While analysts noted these companies were not completely immune to broader economic hurdles, they said the weakness in consumer spending is not likely to send these firms into the red, deeming them "always reliable to buck the trend."

Amazon's shares rose about 11% to $135.50 after the e-commerce titan forecast upbeat third-quarter revenue, while those of Apple rose more than 3% as the company said appetite for iPhones remained strong despite consumers tightening spending.

"The results are good enough to support Apple's stock which has done much better in the current market rout, further justifying the company's 'safe haven' status when the going gets tough," Haris Anwar, Investing.com analyst, said.

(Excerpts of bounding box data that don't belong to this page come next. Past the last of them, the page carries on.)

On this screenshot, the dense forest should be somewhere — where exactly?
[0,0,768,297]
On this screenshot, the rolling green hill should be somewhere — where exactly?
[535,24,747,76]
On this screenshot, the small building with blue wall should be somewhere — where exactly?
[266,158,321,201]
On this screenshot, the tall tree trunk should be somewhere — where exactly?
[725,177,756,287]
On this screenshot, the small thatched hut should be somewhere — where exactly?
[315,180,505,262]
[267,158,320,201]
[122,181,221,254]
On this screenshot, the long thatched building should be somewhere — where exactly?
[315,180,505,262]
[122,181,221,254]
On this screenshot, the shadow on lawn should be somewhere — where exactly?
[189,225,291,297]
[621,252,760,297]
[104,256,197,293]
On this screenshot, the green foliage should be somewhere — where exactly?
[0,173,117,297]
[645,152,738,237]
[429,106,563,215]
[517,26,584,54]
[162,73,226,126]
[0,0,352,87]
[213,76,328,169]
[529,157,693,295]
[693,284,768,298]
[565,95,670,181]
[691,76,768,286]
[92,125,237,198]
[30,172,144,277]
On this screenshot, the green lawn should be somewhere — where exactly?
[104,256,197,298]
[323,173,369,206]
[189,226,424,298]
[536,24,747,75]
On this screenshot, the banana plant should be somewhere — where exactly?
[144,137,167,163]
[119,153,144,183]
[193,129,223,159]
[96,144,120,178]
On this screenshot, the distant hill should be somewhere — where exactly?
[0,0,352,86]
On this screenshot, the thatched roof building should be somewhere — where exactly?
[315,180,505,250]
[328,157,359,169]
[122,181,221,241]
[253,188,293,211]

The U.S. stock market's hyper surge in the past decade has been fuelled by high-growth and megacap companies, but rising interest rates to combat decades-high inflation as well as a sharp rally in the dollar have taken a toll since the start of the year.

Earlier this week, upbeat results from Alphabet and Microsoft reassured investors burnt by a slump in their shares in the first half of the year.

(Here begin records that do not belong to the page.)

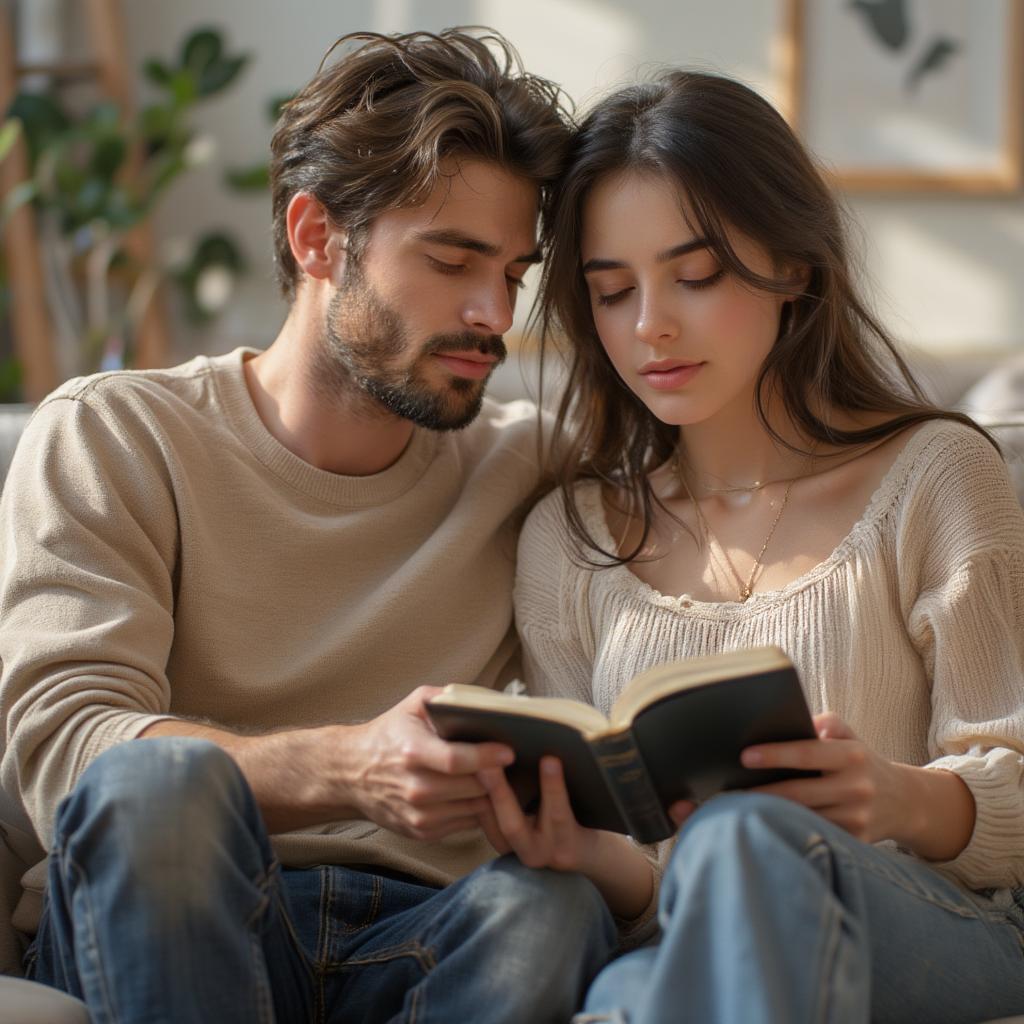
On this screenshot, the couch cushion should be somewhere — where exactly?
[971,411,1024,505]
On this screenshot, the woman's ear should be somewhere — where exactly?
[285,191,345,283]
[780,263,811,299]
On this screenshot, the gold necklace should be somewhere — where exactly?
[674,449,807,603]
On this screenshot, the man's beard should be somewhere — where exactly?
[313,259,508,430]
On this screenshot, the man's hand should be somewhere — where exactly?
[342,686,514,840]
[144,686,514,840]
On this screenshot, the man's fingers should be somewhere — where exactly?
[402,771,487,807]
[480,768,529,853]
[414,736,515,775]
[479,801,512,854]
[739,739,866,771]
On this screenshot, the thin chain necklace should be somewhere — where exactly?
[673,449,812,603]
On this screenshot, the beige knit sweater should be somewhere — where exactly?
[0,349,538,930]
[515,421,1024,888]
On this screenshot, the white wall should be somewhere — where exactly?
[116,0,1024,354]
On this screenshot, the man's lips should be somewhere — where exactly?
[434,352,499,380]
[640,359,703,391]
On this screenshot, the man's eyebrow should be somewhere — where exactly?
[583,239,709,273]
[417,228,542,263]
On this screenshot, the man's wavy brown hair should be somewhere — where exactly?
[270,29,569,298]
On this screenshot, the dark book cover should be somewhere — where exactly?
[427,663,817,843]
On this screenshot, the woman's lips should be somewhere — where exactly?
[640,362,703,391]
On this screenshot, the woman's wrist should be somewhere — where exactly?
[578,831,654,921]
[892,765,976,861]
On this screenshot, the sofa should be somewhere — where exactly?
[0,351,1024,1024]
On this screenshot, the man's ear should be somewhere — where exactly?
[285,191,345,281]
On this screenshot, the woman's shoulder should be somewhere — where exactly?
[893,418,1009,490]
[889,419,1024,551]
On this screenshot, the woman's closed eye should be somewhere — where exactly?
[595,268,725,306]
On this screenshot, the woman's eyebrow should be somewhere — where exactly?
[583,239,709,273]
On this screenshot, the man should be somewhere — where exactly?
[0,31,613,1022]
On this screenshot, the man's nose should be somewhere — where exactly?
[463,276,515,334]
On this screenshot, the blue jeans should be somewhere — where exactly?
[26,738,615,1024]
[573,794,1024,1024]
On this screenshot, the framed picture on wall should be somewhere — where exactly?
[782,0,1024,194]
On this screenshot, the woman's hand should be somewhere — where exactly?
[740,712,908,843]
[479,757,600,873]
[478,757,654,921]
[740,712,975,860]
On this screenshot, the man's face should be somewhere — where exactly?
[317,160,539,430]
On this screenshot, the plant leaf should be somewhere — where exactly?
[0,118,22,160]
[199,53,249,96]
[7,92,72,167]
[142,58,171,87]
[0,180,39,234]
[224,164,270,191]
[181,29,224,77]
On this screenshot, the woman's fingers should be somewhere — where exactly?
[541,757,575,831]
[739,739,867,771]
[669,800,697,828]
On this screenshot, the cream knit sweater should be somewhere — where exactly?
[0,349,538,931]
[515,421,1024,888]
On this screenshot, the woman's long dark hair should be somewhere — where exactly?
[539,71,994,565]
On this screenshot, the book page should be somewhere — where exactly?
[430,683,608,734]
[611,647,791,728]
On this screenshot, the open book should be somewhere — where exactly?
[427,647,817,843]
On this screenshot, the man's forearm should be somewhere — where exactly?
[142,719,359,835]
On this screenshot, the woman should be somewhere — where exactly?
[475,72,1024,1024]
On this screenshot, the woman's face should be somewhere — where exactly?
[582,171,796,426]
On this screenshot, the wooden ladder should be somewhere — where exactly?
[0,0,171,401]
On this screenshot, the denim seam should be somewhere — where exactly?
[64,847,119,1021]
[804,833,843,1024]
[249,931,273,1024]
[324,939,437,974]
[332,874,384,935]
[263,859,316,982]
[315,867,334,971]
[409,985,424,1024]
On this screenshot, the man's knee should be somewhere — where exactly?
[56,736,247,855]
[467,855,615,946]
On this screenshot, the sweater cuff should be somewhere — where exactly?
[925,748,1024,889]
[82,711,180,764]
[614,840,668,954]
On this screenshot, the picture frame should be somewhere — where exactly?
[780,0,1024,195]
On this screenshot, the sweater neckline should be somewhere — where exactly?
[580,420,948,618]
[209,347,438,508]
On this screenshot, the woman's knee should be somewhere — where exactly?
[669,792,831,870]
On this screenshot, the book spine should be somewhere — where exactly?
[591,732,676,843]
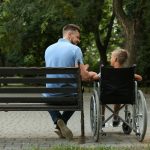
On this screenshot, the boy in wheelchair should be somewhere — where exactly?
[90,49,142,127]
[90,49,147,142]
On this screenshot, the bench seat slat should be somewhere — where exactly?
[0,96,79,105]
[0,67,78,76]
[0,87,78,93]
[0,77,77,84]
[0,104,81,111]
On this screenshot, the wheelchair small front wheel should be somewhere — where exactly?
[122,123,132,134]
[134,90,147,142]
[90,90,100,142]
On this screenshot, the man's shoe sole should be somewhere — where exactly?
[54,130,65,139]
[57,119,73,140]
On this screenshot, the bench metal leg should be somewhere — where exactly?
[81,110,85,137]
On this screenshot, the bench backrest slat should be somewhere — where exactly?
[0,67,83,110]
[0,77,77,85]
[0,87,78,94]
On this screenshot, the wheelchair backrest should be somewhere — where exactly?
[100,66,135,104]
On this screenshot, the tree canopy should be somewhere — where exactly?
[0,0,150,79]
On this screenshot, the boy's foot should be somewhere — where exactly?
[112,117,120,127]
[57,119,73,140]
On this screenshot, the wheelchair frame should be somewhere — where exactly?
[90,67,147,142]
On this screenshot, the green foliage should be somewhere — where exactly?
[137,1,150,80]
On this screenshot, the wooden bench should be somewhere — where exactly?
[0,67,84,137]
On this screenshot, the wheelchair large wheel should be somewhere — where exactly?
[122,113,132,134]
[134,90,147,142]
[90,90,100,142]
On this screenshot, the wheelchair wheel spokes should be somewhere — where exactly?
[134,90,147,142]
[90,90,100,142]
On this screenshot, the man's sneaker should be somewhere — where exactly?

Amazon, like much of the retail industry, is bracing for a pullback in consumer spending as people stick to lower-priced essentials to tide over economic woes.

The e-commerce giant's booming cloud business, coupled with a ramp up in service offerings, is likely to help cushion the impact of soaring costs.

Kingsview Investment Management portfolio manager Paul Nolte, however, was more skeptical in the light of warnings from some major retailers including Walmart.

"We think that the consumer is not as strong as maybe portrayed by the reaction to Amazon."